It just occurred to me that, through no conscious effort other than a desire to match my entertainment choices with the cozy chilliness that’s been happening with the weather here lately, I’ve watched a scary movie every night this week so far. As you’ll see, the choices in movies that I’ve made have varied widely, but you’ve got to go where the autumn breeze carries you.
Sunday: WHAT LIES BENEATH (2000)
Robert Zemeckis apes Alfred Hitchcock with a supernatural thriller about a woman struggling to learn the nature of the haunting in her big lakeside house. In the early days, Zemeckis seemed to have good, tight relationships with storytelling and the performances of his actors. But — in my observation — starting in the mid-90s or so (around the time of Death Becomes Her) he shifted his focus toward the more technical aspects of filmmaking…Special effects and bravura camera setups (and often some combination of those two) became the main reason for his going to work every day, and it became harder and harder to connect with his movies as an audience member apart from the occasional “Cool shot!” moment. What Lies Beneath has story contrivances aplenty — the entire first half is a red herring, amounting to nothing — and some goofy characters moments, it wears its Hitchcock influence on the front of its t-shirt in a spooky glow-in-the-dark drippy font, but simply as an exercise in generating a mood of suspense in a big house and producing jump scares, it works. And knowing that it was filmed quickly during a break from the production of Cast Away, I can forgive it a lot of film school indulgences (basically, it only exists because Zemeckis wanted to keep the Cast Away crew working while Tom Hanks grew a beard and lost 400 pounds).
Monday: THE CITY OF THE DEAD (1960)
This is a small-scale B-movie that makes the most of some indoor sets and a smoke machine to create an effectively eerie mood of dread for a story about a tiny Massachussetts town secretly populated by witches. When a comely blonde college student visits the town to research its history…I won’t spoil anything, except to say that there are some plot elements that are very reminiscent of Psycho. Interestingly, Psycho had been released only two months prior to this being released, so it’s actually more likely a remarkable coincidence than a rip-off. If for no other reason, you should watch this one to hear Christopher Lee speak with an American accent.
Tuesday: HUNTER’S BLOOD (1986)
A turd sandwich on Deliverance bread, flatly directed and boring. Some late 30-something dudebros and their dads drive into the woods to do some hunting, where they fall afoul of a bunch of antagonistic hicks and have to fight for their lives. Among the hunters: jOEY tRAVOLTA (I hit caps lock there by accident, but it seems appropriate so I’m leaving it), Clu Gulager; among the hicks: Bruce “father of Crispin” Glover, Mickey “King of the Hicks” Jones, Billy Drago, Charles Cyphers.
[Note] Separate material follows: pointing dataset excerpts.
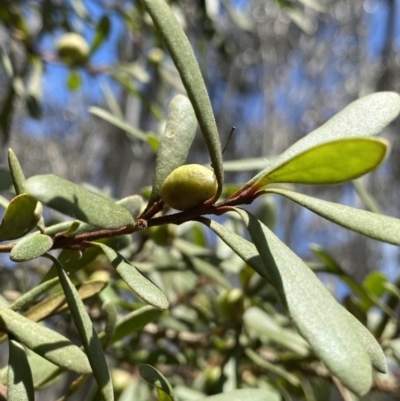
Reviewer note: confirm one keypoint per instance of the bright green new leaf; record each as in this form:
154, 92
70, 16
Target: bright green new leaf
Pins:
138, 283
317, 315
330, 163
20, 382
175, 142
158, 380
364, 117
185, 61
248, 394
87, 333
19, 217
377, 226
75, 201
47, 343
31, 247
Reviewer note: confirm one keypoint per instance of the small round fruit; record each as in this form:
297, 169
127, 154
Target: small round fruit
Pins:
72, 49
189, 186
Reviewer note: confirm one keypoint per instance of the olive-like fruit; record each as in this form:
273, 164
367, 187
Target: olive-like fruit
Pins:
72, 49
189, 186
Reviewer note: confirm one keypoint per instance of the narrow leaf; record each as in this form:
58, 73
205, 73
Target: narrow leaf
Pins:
377, 226
17, 174
20, 382
364, 117
317, 315
186, 63
158, 380
102, 31
138, 283
47, 343
90, 340
19, 217
75, 201
175, 142
118, 122
330, 163
248, 394
31, 247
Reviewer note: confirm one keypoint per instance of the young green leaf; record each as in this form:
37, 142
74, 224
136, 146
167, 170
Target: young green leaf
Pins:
330, 163
102, 31
364, 117
31, 247
317, 315
175, 142
19, 217
248, 394
138, 283
75, 201
186, 63
47, 343
20, 382
87, 332
377, 226
158, 380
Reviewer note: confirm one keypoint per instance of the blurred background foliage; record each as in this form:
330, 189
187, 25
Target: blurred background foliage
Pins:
275, 70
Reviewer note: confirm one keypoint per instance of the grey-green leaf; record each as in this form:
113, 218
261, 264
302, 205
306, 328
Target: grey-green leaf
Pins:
373, 225
31, 247
47, 343
175, 142
317, 315
17, 174
87, 332
138, 283
186, 63
158, 380
364, 117
75, 201
248, 394
19, 382
19, 217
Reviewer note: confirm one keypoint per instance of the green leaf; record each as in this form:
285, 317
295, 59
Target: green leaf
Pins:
47, 343
31, 247
330, 163
19, 217
265, 326
74, 81
102, 31
317, 315
20, 382
364, 117
87, 333
80, 203
134, 322
175, 142
158, 380
17, 174
377, 226
119, 123
185, 61
248, 394
138, 283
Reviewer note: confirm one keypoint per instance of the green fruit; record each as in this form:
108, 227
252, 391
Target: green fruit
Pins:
189, 186
72, 49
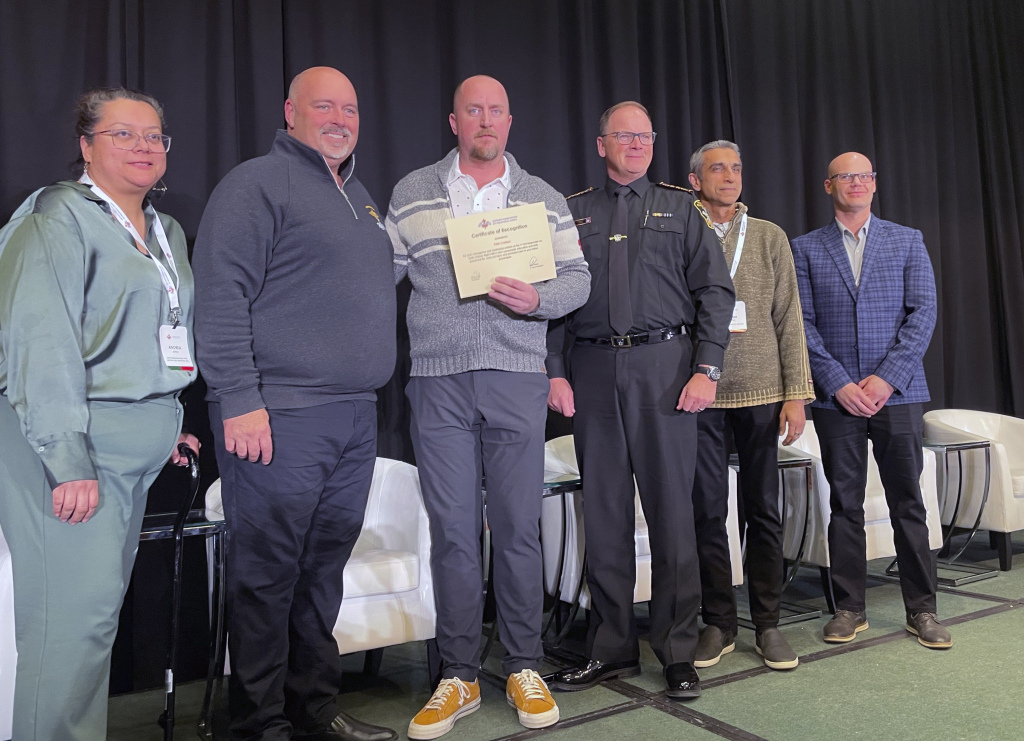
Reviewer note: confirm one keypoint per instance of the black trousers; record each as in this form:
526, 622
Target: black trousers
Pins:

As you can see, the hunters didn’t stand a chance…Which is why it’s so unrealistic that they end up winning in the end spoiler alert. In summary: I can’t remember the last time I saw Charles Cyphers in a movie that wasn’t directed by John Carpenter. And this was really, REALLY not directed by John Carpenter.
Wednesday: THIRST (1979)
A weird Ozploitation movie about modern vampires who kidnap a descendant of Elizabeth Bathory in order to initiate her into their coven. The interesting thing is that the vampires have a “dairy” (looks like a weird health spa facility) where “blood cows” (humans they’ve kidnapped) are held alive and regularly bled for the vampires’ needs, which is a pretty good idea and when the vampire plague begins signaling the End Days of Mankind’s Rule of the Earth, I’m totally going to suggest it. But back to the fictional world of this movie…It starts of pretty good, like a cross between Rosemary’s Baby and The Prisoner with vampires, as the vampires hold the main character at the “dairy” and try to convince her to join them. But there’s only so many times you can fool me with a hallucination that turns out to be another attempt to trick her into drinking blood, so by the time the finale rolled around I was kind of yawning. All in all, a worthy addition to a vampire movie collection if you happen to be building one, but I probably won’t be watching it again any time soon.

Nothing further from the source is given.